Cette situation m'a laissée dans une très mauvaise situation financière, explique Mme Haroune. J’ai dû compter sur la PCU pour continuer à payer mon loyer, car les opportunités d'emploi étaient rares.

Mme Haroune avait déménagé à Ottawa en septembre 2019 pour suivre ses cours.

Elle n'est pas en mesure de rompre le bail de 12 mois qui la lie à son logement. Celui-ci lui coûte 1950 $ par mois. Jusqu’à maintenant, elle a payé un total de 9750 $ pour un appartement vide dans la capitale nationale.

Selon le propriétaire, puisqu’il n’y a rien qui cloche avec l’appartement et que j’ai tout simplement pris la décision de quitter, je n’ai pas de raison suffisante pour rompre le bail, dit-elle.

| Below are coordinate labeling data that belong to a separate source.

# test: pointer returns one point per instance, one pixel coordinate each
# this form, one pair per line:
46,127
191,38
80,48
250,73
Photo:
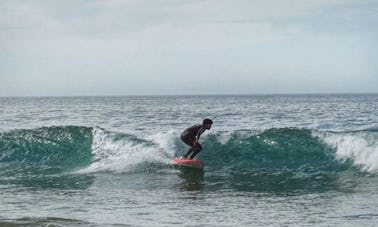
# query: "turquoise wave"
63,146
278,159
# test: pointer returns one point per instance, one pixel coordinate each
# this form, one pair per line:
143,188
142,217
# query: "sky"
187,47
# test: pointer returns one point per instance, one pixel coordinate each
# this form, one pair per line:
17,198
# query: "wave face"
287,159
278,159
44,157
68,146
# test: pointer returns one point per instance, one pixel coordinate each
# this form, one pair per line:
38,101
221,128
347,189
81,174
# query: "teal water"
270,160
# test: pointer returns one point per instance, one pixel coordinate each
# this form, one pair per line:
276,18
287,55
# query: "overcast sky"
140,47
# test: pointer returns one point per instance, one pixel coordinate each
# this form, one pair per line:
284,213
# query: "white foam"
124,155
361,147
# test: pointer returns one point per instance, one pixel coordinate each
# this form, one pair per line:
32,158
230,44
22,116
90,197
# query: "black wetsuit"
189,136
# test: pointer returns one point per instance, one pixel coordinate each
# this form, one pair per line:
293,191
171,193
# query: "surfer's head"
207,123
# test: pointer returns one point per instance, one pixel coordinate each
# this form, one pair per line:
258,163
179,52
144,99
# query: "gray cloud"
187,47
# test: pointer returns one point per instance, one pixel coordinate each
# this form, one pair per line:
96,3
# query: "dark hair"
207,121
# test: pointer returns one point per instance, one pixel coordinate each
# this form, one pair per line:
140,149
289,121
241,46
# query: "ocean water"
273,160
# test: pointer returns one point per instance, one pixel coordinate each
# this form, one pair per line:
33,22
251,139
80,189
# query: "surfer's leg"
196,150
188,141
188,152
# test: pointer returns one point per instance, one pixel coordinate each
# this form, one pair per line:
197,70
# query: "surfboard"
192,163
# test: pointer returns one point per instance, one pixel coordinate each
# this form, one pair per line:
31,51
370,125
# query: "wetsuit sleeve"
200,131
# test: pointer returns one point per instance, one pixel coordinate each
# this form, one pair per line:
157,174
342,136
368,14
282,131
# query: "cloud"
162,46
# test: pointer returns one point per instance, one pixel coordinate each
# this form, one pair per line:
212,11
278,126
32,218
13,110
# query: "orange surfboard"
192,163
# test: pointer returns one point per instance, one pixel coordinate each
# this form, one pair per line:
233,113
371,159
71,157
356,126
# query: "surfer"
191,135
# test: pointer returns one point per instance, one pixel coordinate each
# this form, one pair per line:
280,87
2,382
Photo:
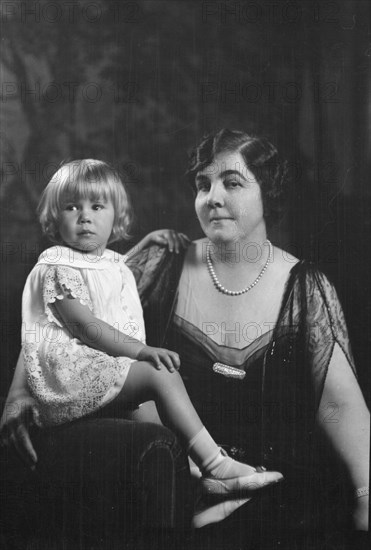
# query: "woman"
264,350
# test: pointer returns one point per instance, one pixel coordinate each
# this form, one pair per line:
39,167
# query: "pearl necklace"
224,290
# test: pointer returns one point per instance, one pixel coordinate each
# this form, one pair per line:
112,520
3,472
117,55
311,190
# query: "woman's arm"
97,334
20,412
349,429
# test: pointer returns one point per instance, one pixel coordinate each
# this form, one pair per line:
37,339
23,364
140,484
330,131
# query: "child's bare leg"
145,383
145,412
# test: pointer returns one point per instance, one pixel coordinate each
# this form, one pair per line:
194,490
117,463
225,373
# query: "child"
83,335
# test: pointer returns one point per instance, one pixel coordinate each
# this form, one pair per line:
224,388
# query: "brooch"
229,372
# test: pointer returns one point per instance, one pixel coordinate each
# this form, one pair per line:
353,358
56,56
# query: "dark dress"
269,416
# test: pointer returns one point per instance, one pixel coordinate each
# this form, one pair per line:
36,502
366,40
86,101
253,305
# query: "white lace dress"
68,378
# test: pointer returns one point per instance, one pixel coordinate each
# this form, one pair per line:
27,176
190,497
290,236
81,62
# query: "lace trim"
71,380
61,282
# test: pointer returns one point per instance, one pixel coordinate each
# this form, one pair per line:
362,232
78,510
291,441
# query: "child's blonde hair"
87,178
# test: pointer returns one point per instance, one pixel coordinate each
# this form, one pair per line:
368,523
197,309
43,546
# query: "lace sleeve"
63,282
325,326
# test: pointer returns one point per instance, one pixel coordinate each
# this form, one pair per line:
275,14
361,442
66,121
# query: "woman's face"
228,202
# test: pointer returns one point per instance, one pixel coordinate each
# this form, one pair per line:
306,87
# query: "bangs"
87,180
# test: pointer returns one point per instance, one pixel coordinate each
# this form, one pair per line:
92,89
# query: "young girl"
83,335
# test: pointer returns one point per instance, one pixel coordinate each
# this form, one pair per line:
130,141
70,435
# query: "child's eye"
232,183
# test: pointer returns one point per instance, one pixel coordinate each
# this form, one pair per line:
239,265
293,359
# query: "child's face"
86,225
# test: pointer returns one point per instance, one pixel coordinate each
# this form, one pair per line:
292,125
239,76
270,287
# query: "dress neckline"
214,347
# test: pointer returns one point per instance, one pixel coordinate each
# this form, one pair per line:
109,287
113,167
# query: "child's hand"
19,414
168,237
160,357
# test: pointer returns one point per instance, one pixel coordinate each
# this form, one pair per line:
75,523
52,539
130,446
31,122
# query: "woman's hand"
169,237
360,514
164,237
20,413
160,357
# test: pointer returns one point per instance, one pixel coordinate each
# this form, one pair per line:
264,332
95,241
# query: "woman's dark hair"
261,158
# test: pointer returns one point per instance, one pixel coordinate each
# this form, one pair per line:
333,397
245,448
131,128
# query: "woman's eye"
202,187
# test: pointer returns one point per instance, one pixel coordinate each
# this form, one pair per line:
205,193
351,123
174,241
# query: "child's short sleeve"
62,282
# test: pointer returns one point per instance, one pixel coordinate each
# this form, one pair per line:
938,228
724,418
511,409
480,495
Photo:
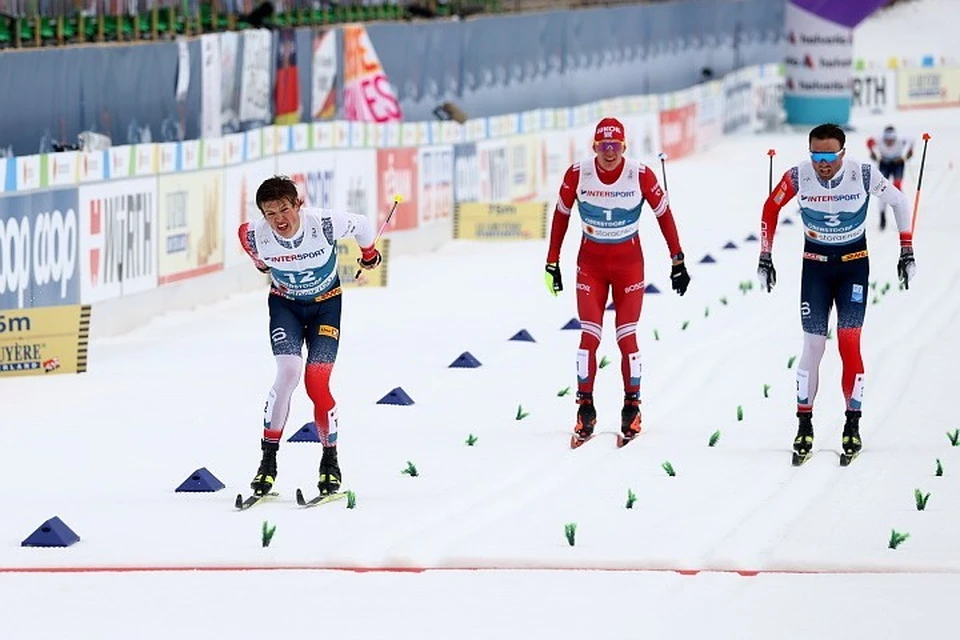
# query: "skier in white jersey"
890,151
834,194
297,246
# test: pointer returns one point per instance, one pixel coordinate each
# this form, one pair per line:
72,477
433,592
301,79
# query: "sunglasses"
825,156
610,145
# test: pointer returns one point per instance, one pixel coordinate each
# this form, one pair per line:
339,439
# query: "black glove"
679,278
765,271
552,278
906,266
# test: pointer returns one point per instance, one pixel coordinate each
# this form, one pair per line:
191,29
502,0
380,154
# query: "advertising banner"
118,239
466,169
397,174
355,189
44,340
39,249
678,131
367,94
494,171
435,184
191,225
819,62
928,87
524,168
874,92
211,125
314,172
240,204
506,221
323,85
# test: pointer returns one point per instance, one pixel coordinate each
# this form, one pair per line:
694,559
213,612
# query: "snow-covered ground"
105,450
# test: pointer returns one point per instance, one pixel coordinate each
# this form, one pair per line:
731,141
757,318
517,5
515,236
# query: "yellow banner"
500,221
44,340
347,253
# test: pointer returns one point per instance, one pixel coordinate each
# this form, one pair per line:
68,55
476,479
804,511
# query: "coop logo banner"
39,250
44,341
118,239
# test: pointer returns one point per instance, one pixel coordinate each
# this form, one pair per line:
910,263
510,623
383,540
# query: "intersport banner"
819,58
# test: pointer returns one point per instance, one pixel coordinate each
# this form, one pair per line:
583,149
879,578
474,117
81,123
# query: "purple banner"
848,13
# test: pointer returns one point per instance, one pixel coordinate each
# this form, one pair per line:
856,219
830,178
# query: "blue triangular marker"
52,533
201,480
465,361
306,433
398,396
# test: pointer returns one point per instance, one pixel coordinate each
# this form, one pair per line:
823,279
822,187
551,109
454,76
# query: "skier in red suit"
610,190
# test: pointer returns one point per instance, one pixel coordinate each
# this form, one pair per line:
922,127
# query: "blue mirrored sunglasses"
610,145
825,156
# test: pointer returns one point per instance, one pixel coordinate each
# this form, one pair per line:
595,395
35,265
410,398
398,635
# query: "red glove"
369,258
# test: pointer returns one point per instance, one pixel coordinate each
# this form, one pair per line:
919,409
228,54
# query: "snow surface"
105,450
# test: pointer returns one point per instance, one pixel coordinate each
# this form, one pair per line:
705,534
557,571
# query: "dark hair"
828,131
277,188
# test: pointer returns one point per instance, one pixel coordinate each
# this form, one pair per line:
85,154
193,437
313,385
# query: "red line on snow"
403,569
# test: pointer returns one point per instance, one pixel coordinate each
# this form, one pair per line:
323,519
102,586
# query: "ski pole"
397,199
663,168
916,198
771,153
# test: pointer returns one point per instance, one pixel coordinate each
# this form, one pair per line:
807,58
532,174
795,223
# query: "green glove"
552,278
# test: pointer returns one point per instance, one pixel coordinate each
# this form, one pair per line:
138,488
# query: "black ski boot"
851,438
586,420
629,418
803,443
267,473
329,472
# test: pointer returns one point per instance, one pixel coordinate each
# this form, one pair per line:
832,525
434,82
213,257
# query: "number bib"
305,266
834,214
609,213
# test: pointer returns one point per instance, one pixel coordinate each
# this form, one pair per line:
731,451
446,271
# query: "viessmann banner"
44,340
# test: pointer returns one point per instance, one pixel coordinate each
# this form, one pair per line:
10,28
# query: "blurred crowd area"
44,23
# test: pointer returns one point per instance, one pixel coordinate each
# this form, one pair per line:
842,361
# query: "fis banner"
44,340
819,59
367,94
505,221
348,252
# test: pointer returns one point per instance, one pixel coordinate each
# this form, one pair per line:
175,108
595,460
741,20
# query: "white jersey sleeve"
888,194
346,225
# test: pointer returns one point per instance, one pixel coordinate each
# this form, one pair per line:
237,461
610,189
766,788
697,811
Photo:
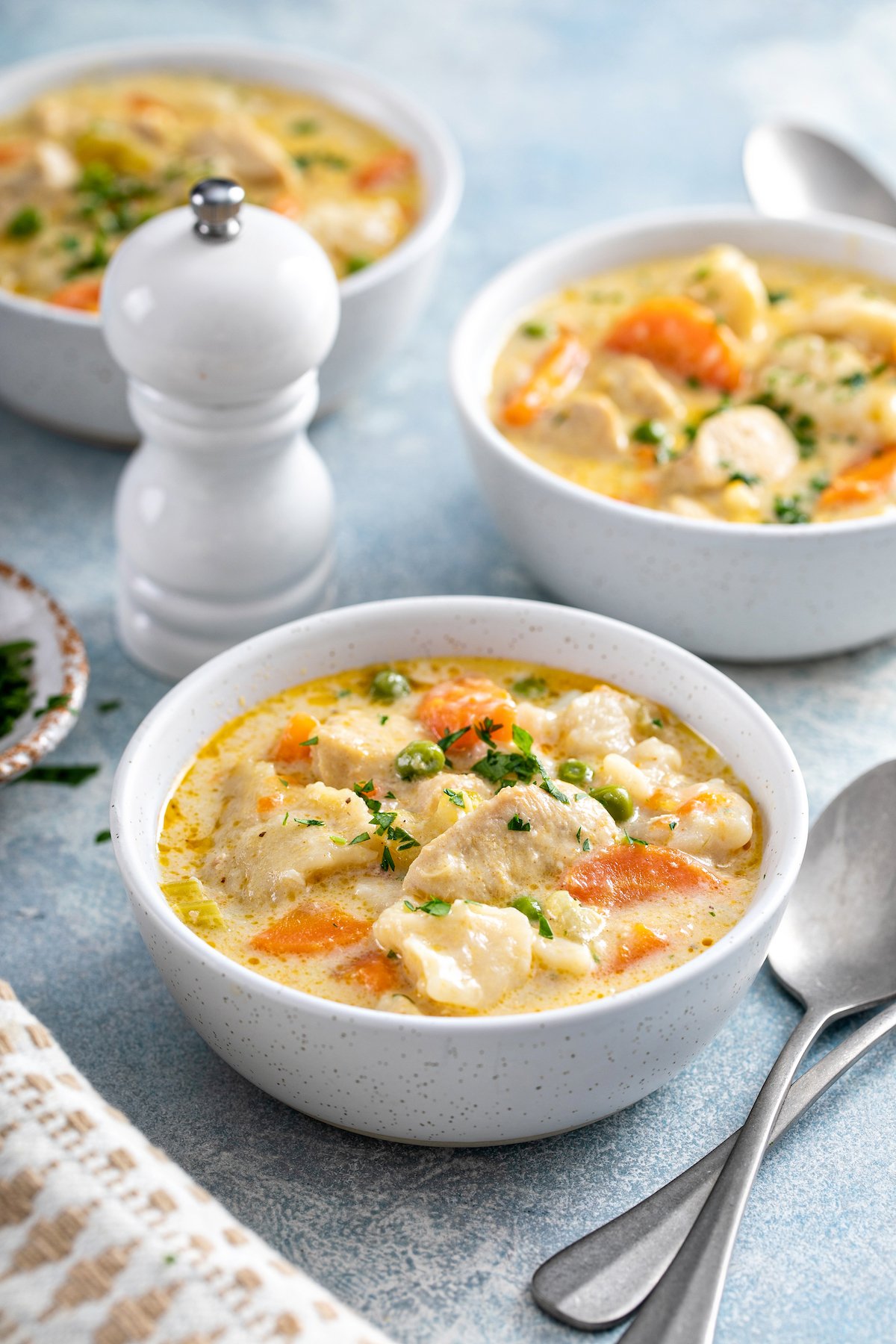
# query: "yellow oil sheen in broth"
458,838
716,386
81,167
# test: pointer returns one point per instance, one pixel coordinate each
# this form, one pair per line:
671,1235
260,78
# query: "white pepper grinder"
220,317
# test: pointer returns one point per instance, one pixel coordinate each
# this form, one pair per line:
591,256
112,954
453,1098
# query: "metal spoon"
791,171
835,952
603,1277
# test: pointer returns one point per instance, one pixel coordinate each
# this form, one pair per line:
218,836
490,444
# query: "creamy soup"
81,167
718,386
460,838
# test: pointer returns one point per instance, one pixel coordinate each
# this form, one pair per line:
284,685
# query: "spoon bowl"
836,945
793,172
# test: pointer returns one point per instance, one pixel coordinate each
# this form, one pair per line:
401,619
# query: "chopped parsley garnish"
70,774
25,223
54,702
323,158
531,687
430,907
509,768
649,432
16,695
449,739
385,824
532,910
788,510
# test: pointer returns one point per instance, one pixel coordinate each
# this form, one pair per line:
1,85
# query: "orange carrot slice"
682,335
293,744
391,168
864,483
269,803
555,376
640,941
371,971
287,205
305,930
625,874
80,293
452,706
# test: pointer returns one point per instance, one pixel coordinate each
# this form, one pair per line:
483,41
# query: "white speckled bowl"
444,1080
744,591
55,367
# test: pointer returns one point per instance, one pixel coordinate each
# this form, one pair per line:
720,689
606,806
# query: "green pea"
388,685
420,759
532,910
617,801
575,772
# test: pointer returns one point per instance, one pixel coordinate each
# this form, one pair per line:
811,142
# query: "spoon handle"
605,1276
684,1305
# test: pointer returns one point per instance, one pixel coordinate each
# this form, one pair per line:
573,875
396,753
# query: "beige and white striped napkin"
105,1241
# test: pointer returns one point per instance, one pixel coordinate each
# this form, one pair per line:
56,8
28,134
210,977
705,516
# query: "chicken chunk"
240,149
637,388
857,315
354,746
482,858
262,863
748,440
588,425
469,959
830,382
598,722
34,174
355,228
729,284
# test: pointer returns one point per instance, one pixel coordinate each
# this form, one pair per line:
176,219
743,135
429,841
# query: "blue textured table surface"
566,112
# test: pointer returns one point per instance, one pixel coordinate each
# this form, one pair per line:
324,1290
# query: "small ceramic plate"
60,668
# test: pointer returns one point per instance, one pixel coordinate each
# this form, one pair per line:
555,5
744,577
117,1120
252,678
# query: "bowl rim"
127,792
473,408
444,191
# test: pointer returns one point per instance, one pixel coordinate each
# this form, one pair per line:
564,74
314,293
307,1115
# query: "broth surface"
426,839
84,166
719,386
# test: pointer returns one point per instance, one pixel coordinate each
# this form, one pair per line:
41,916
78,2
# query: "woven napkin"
105,1241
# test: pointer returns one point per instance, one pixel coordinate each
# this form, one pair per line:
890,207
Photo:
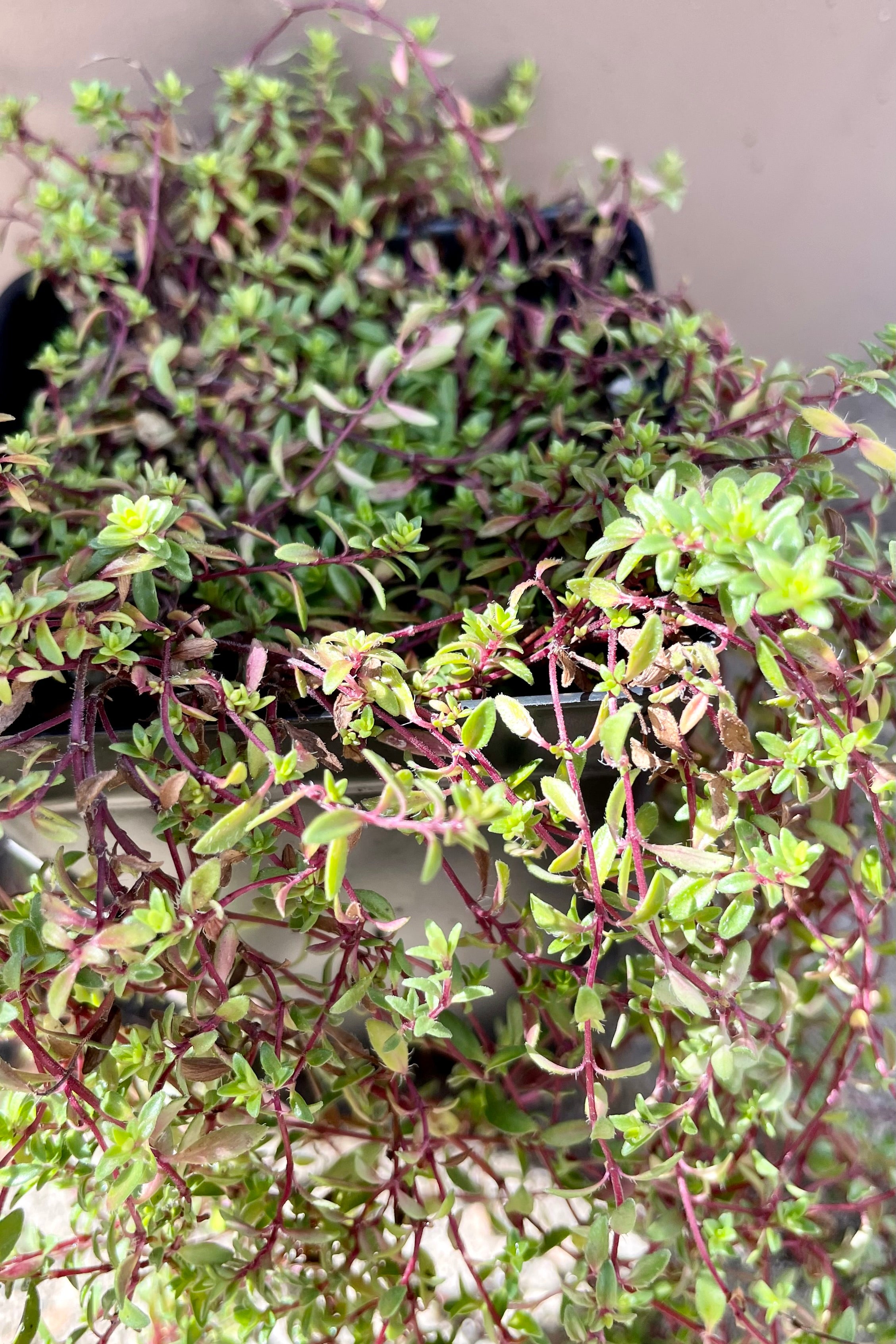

De son côté, Soheir Mehdi, une jeune femme de 23 ans étudiant le français à l’Université Wilfrid Laurier, a perdu son emploi sur le campus en même temps que l'annonce de l'état d'urgence. Elle a donc décidé de retourner à la maison familiale puisqu’elle n’avait plus les moyens de payer son loyer.

Elle explique que les étudiants qui ont renouvelé leur bail – par exemple ceux qui venaient à échéance en février – ne pouvaient pas savoir ce qui les attendait. Pis encore : les universités n’ont toujours pas déterminé la forme que prendront les cours à la reprise des classes en septembre.

Mme Mehdi explique qu’elle doit toujours payer un loyer de 600 $ pour une chambre dans un appartement partagé. Elle dit avoir trouvé un emploi temporaire, ce qui lui permet de faire les versements.

Selon Benjamin Ries, avocat spécialisé dans le logement au Downtown Legal Services de l'Université de Toronto, il existe des remèdes potentiels aux situations dans lesquelles se trouvent Haroune et Mehdi.

Selon M. Ries, les propriétaires ont le devoir de minimiser les pertes d'un locataire s'ils le peuvent. Ils ne peuvent pas simplement rester assis là et dire que vous leur devez un loyer pour le reste de l'année. Ils sont tenus par la loi de trouver un autre locataire si c'est possible.

M. Ries ajoute que Mme Haroune aurait pu aller elle-même à la recherche d’un locataire pour reprendre son bail.

L'avocat conclut ainsi : dans le cas où la collaboration entre le locataire et le locateur se révèle impossible, il existe une clause en common law nommée frustration du contrat. Selon cette clause, si, sans faute des parties, un événement imprévu rend l'exécution du contrat radicalement différente de celle que les parties avaient négociée, celui-ci a la possibilité d'être annulé.